WebmasterWorld Senior Member 10+ Year Member



Global InfoBase Project [www-db.stanford.edu]

The Global InfoBase project has been around for some time but rarely is information posted on it.

This part I find very interesting:

Personalization: We are currently exploring how to adapt search and ranking mechanisms to take into account user preferences. For example, the "page rank" algorithm used by the Google search engine (www.google.com) can be modified to give bookmark pages additional weight in the recursive page rank evaluation.

Some relation to this?

Personalized Results: Exploring The Future Of Google [webmasterworld.com]

Sounds similar to me.

brotherhood of LAN

12:20 am on Jul 10, 2002 (gmt 0)

WebmasterWorld Senior Member 10+ Year Member Top Contributors Of The Month



Interesting stuff.

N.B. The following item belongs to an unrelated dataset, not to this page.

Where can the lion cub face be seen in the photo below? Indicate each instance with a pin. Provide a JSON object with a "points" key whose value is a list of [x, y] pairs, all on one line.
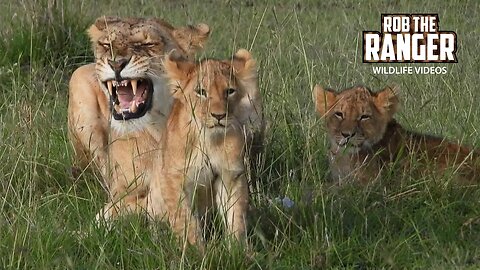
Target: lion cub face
{"points": [[212, 90], [128, 59], [356, 118]]}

But at the end of it, all they are saying is they will have a database with an algo.

The added concept of personalised results is something I've not read much about (I guess this is time to), but it seems to make sense.

It seems more realistic that two different people typing in the same word will not be receiving the same "relevance" due to the differences in what they want returned. Very interesting idea, sounds very computational and resource hungry from my own short-viewed standpoint!

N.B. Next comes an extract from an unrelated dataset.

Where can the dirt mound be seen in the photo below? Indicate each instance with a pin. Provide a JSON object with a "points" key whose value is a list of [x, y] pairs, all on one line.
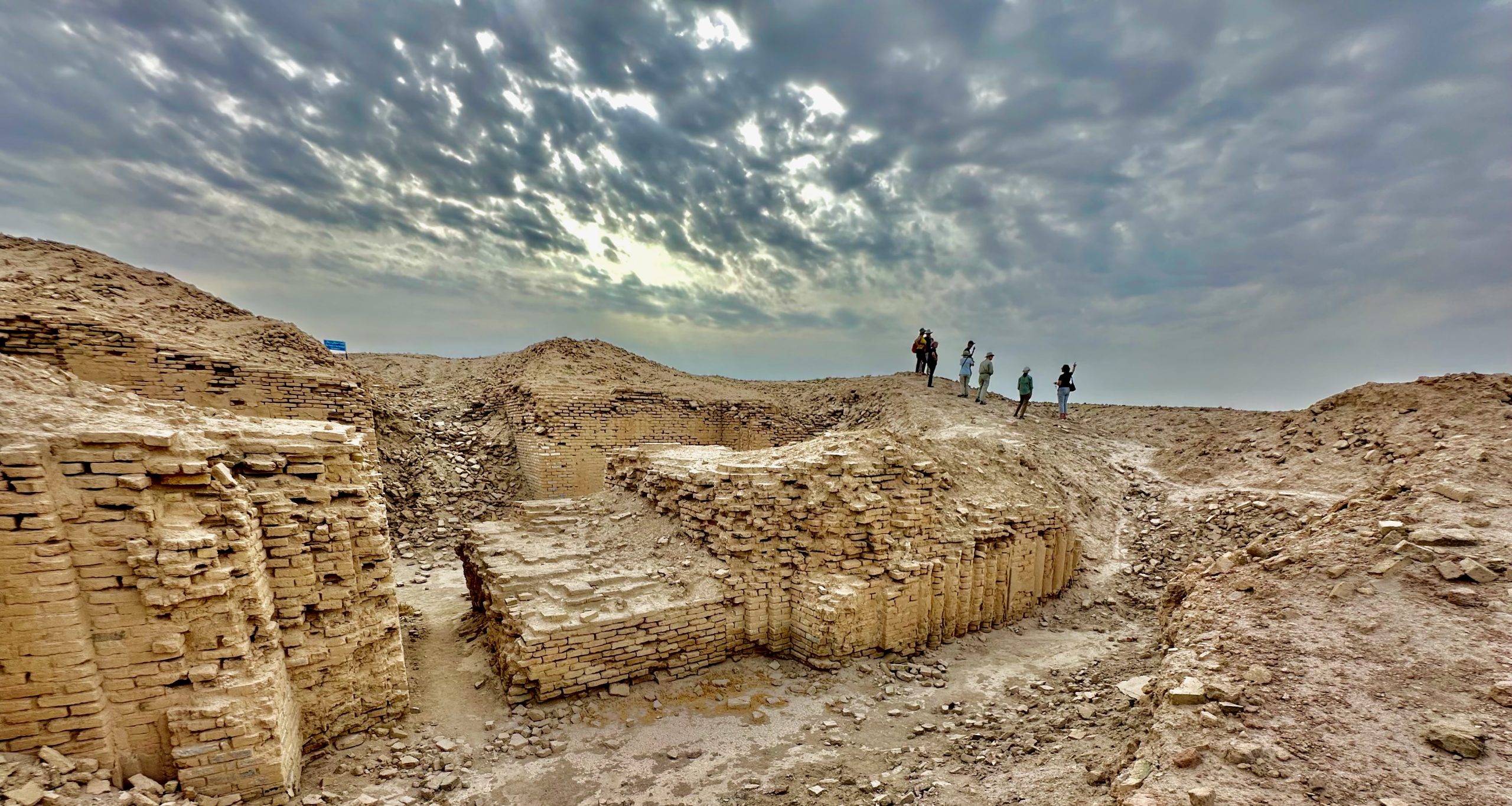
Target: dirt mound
{"points": [[57, 279]]}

Looks like I am going to have to read up your earlier post! But the whole concept sounds interesting.

In the long run, seems SEO will be less important and more emphasis on the actual market you want to attract as opposed to SEO'ing a page to be noticed........or something along those lines IMO ;)

rjohara

12:48 am on Jul 10, 2002 (gmt 0)

10+ Year Member



Ha, that's what the voting buttons are going to be for on the Google toolbar! They won't have any influence on PR in the main database nor could they - everyone was wondering how those buttons could be used since sending lots of negative votes for someone else's site obviously would not be a fair practice. But the voting buttons will allow users to create their own "correction factor" for Google's default rankings based on personal interests. This is the very thing Amazon does by allowing you to vote a recommendation on an item - it doesn't alter the ranking of the item per se, it alters what recommendations are presented to you. Bingo.

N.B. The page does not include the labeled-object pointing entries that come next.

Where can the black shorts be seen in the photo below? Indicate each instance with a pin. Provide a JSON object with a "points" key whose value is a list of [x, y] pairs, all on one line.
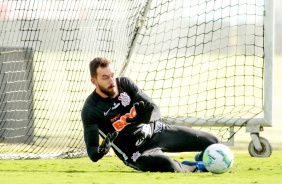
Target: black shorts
{"points": [[169, 138]]}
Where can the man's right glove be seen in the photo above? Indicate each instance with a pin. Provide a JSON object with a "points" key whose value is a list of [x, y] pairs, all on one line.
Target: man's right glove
{"points": [[144, 112], [107, 143]]}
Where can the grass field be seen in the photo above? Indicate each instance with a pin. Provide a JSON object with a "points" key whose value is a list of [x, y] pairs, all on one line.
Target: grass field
{"points": [[245, 170]]}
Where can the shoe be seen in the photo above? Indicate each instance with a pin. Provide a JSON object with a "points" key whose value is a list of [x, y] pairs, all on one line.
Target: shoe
{"points": [[199, 164], [199, 156]]}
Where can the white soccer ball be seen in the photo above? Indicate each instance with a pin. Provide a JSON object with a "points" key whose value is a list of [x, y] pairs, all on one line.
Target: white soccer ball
{"points": [[218, 158]]}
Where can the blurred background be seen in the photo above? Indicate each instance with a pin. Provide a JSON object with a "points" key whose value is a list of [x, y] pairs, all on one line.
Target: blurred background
{"points": [[273, 134]]}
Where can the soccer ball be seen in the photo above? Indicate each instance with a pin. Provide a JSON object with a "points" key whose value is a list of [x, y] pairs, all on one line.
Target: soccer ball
{"points": [[218, 158]]}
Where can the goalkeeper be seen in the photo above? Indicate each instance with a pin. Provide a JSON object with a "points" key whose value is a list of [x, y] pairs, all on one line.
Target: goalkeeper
{"points": [[129, 122]]}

There are some similarities to neural network theory here, I think, although that isn't a subject I really know a lot about. The system can become self-reinforcing for individual users over time, and more and more refined results will be presented. The drawback to this behavior in neural networks is that they can get in a rut and make it difficult for new connections to override old ones when conditions change. I suppose one can program around that in software, though, more easily than in wetware (brains). Very interesting. The future is now clear.

brotherhood of LAN

1:11 am on Jul 10, 2002 (gmt 0)

WebmasterWorld Senior Member 10+ Year Member Top Contributors Of The Month



maybe OT but,

those who thought "smily-ing their site to heaven" helped them in rankings may be the only people in the world who are actually seing those number 1 rankings due to "personal results" ;)

wasmith

2:26 am on Jul 10, 2002 (gmt 0)

10+ Year Member



How could such a algo be implemented, short of a personal database that takes your own shortcuts into account as the begining weight for whats important i _believe_ (i do not use such strong terms on a regular bases) it can not be implemented.

_but_ a [groupŚcultureŚcommunityŚwebsite] version may be practical. In fact i would be fascinated to search based on placing a country code as the starting point for determining the PR of sites. It has been alleged that google began using yahoo as its starting point (but what if another starting point? what would be different?)